Friday, November 01, 2013

Covering a Year

It was a year ago Samhain night when I started daily veiling. My collection of suitable veils in color and style has grown quite a bit, and the ritual of choosing and coordinating my veil to my outfit has become part of my regular morning routine. My veils include scarves, tichels, snoods, tube bandannas, headbands, and hats. I do not cover when sitting around at home or among relatives (to include the future in-laws) unless we plan to go out somewhere. I tend to reserve more open veils like headbands to situations where I'm in the company of family and not-family, and times when I want to show off my hair but still be covered. Remember, I veil to cover my crown chakra, not my hair (though most of my hair also gets covered more often than not). This is what I've observed in a year of veiling.

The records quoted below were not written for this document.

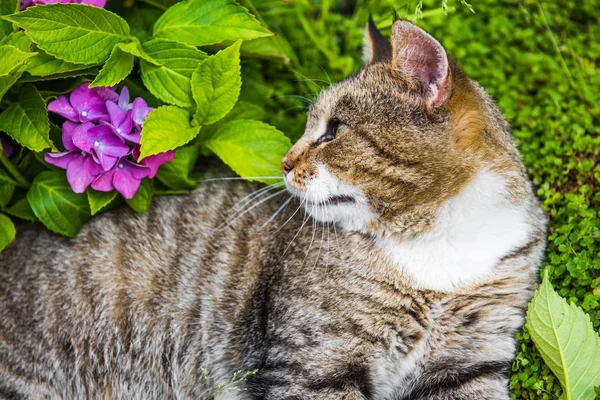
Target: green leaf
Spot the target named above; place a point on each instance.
(99, 200)
(170, 82)
(75, 33)
(56, 205)
(166, 128)
(12, 58)
(216, 85)
(22, 209)
(7, 7)
(140, 203)
(200, 22)
(176, 174)
(117, 67)
(6, 192)
(7, 231)
(45, 65)
(252, 149)
(565, 337)
(26, 121)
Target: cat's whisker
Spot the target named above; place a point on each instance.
(272, 217)
(226, 224)
(247, 199)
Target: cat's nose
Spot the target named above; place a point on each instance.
(286, 166)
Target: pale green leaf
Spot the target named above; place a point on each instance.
(45, 65)
(201, 22)
(26, 121)
(76, 33)
(140, 203)
(99, 200)
(170, 82)
(565, 337)
(166, 128)
(216, 85)
(176, 173)
(117, 67)
(22, 209)
(56, 205)
(250, 148)
(7, 231)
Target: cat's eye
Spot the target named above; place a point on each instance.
(334, 129)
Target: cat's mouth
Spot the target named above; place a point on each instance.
(335, 201)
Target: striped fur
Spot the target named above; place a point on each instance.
(136, 305)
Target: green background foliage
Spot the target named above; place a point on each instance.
(536, 57)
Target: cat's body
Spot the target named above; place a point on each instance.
(136, 305)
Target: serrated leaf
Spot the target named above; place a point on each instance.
(45, 65)
(76, 33)
(565, 337)
(7, 7)
(164, 129)
(56, 205)
(170, 82)
(99, 200)
(200, 22)
(252, 149)
(26, 121)
(6, 192)
(22, 209)
(117, 67)
(7, 231)
(140, 203)
(175, 174)
(216, 85)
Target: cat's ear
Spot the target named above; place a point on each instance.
(422, 59)
(376, 47)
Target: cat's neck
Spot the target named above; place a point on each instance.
(471, 234)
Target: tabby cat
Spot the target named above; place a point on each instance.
(406, 277)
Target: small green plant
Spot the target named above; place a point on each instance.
(232, 384)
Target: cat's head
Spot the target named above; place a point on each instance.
(386, 148)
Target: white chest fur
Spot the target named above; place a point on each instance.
(473, 231)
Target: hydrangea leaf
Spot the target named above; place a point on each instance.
(216, 85)
(22, 209)
(44, 64)
(170, 82)
(117, 67)
(7, 231)
(99, 200)
(140, 203)
(26, 121)
(565, 337)
(7, 7)
(201, 22)
(75, 33)
(6, 191)
(252, 149)
(164, 129)
(176, 173)
(56, 205)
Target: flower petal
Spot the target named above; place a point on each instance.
(81, 137)
(140, 111)
(62, 107)
(104, 182)
(155, 161)
(67, 134)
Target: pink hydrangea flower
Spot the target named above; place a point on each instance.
(101, 135)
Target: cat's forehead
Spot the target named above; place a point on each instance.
(371, 90)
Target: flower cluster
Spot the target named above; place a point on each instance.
(102, 136)
(27, 3)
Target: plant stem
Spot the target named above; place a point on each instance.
(20, 179)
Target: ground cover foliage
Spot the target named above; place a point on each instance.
(537, 58)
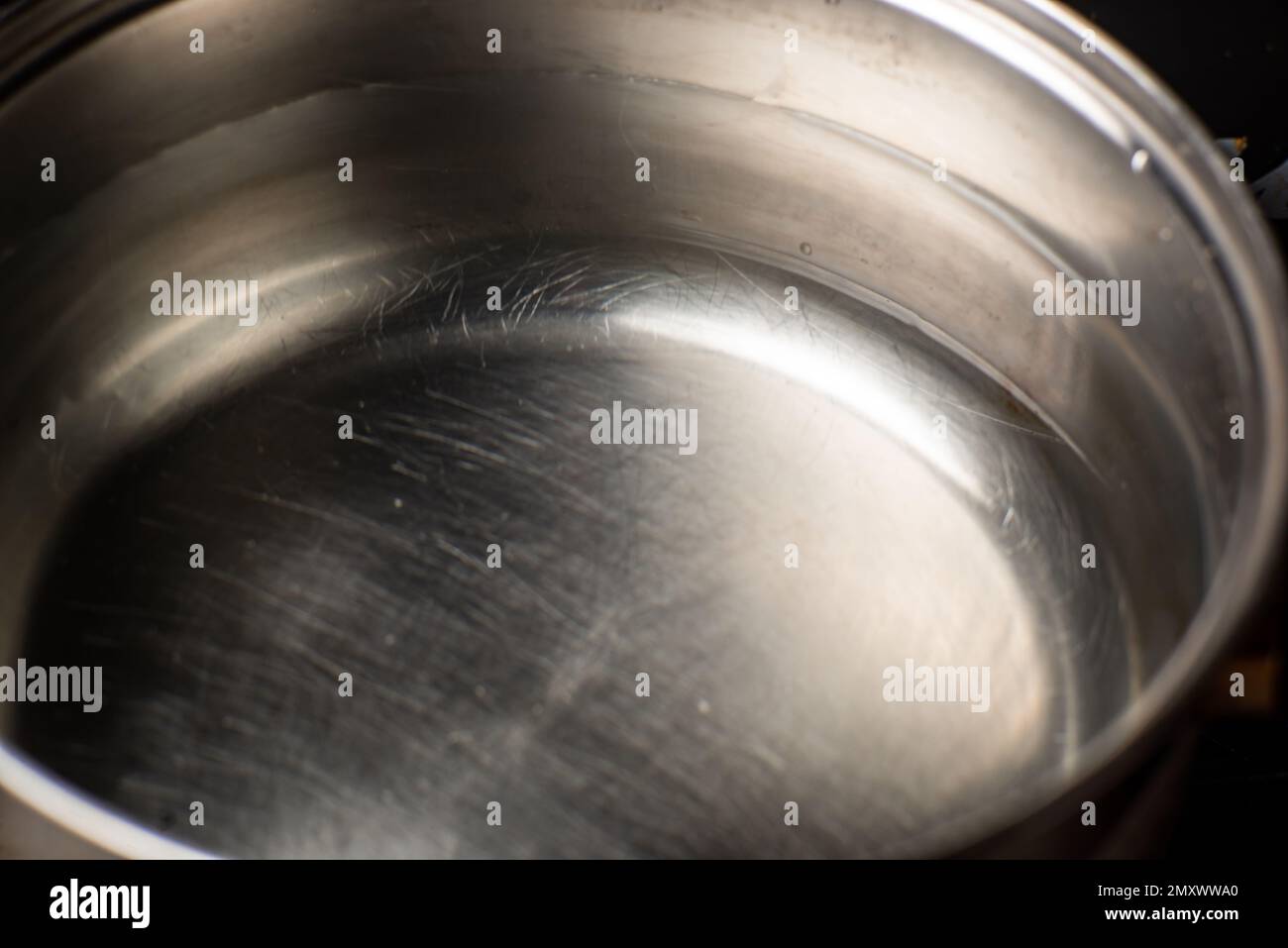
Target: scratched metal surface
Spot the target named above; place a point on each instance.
(936, 454)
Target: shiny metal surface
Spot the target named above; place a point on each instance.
(936, 455)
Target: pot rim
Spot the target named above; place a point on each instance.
(35, 38)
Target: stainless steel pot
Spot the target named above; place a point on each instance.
(818, 231)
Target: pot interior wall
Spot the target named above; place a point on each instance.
(938, 456)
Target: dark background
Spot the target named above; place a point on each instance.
(1229, 63)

You may recall, dear readers, that I accurately predicted that my previous boss would have an issue with my veils. I fully believe that her prejudice is the main reason why I ended up in the laid off group. One of the questions she asked me was if I would accept a position at a new company if they told me I couldn't wear my veil. My answer was no, of course. So, in the last year, I went to a job interview veiled and not one person on the interview committee asked about or even mentioned my covering at the interview, and still have not even now. I've been working there three and a half months, and only two people have asked about my veils - out of curiosity. Unlike my prejudiced former manager, no one cares. And this job requires me to be far more of a public face than the last one ever did. No one cares. And that's the way it should be.

I have found that other ladies who veil are more likely to talk to me than before I started veiling. Even silly things like asking me a question about a product while we're both standing in the baking section of the craft store. One in particular I remember was a lovely lady wearing a simple black hijab with sparkly pins holding it in place. I rarely see other versions of veils than hijabs, really. I started looking for, and thus noticing, veiled people when I started my research, but it started happening far more often when I started veiling myself.

Sometimes people ask, and sometimes I just bring it up in conversation when conversations go that way. I haven't really met with a whole lot of animosity or prejudice to my choice (with the exception of said former boss). Most people in my circle have been really supportive, if they express caring at all.

I'm going to continue to do it. I may not always. One day, my journey may lead me down a different path but, for now, it still feels right. Sometimes, I feel like I miss fancy braids in my hair, but I don my veil anyway and don't regret it. It makes my mornings easier, as I don't have to focus on my hair any longer than putting it up and picking a covering for the day. And if I want to do something fancy for a special occasion, I may as I choose.  Sometimes, a fancy headband over my style satisfies both needs.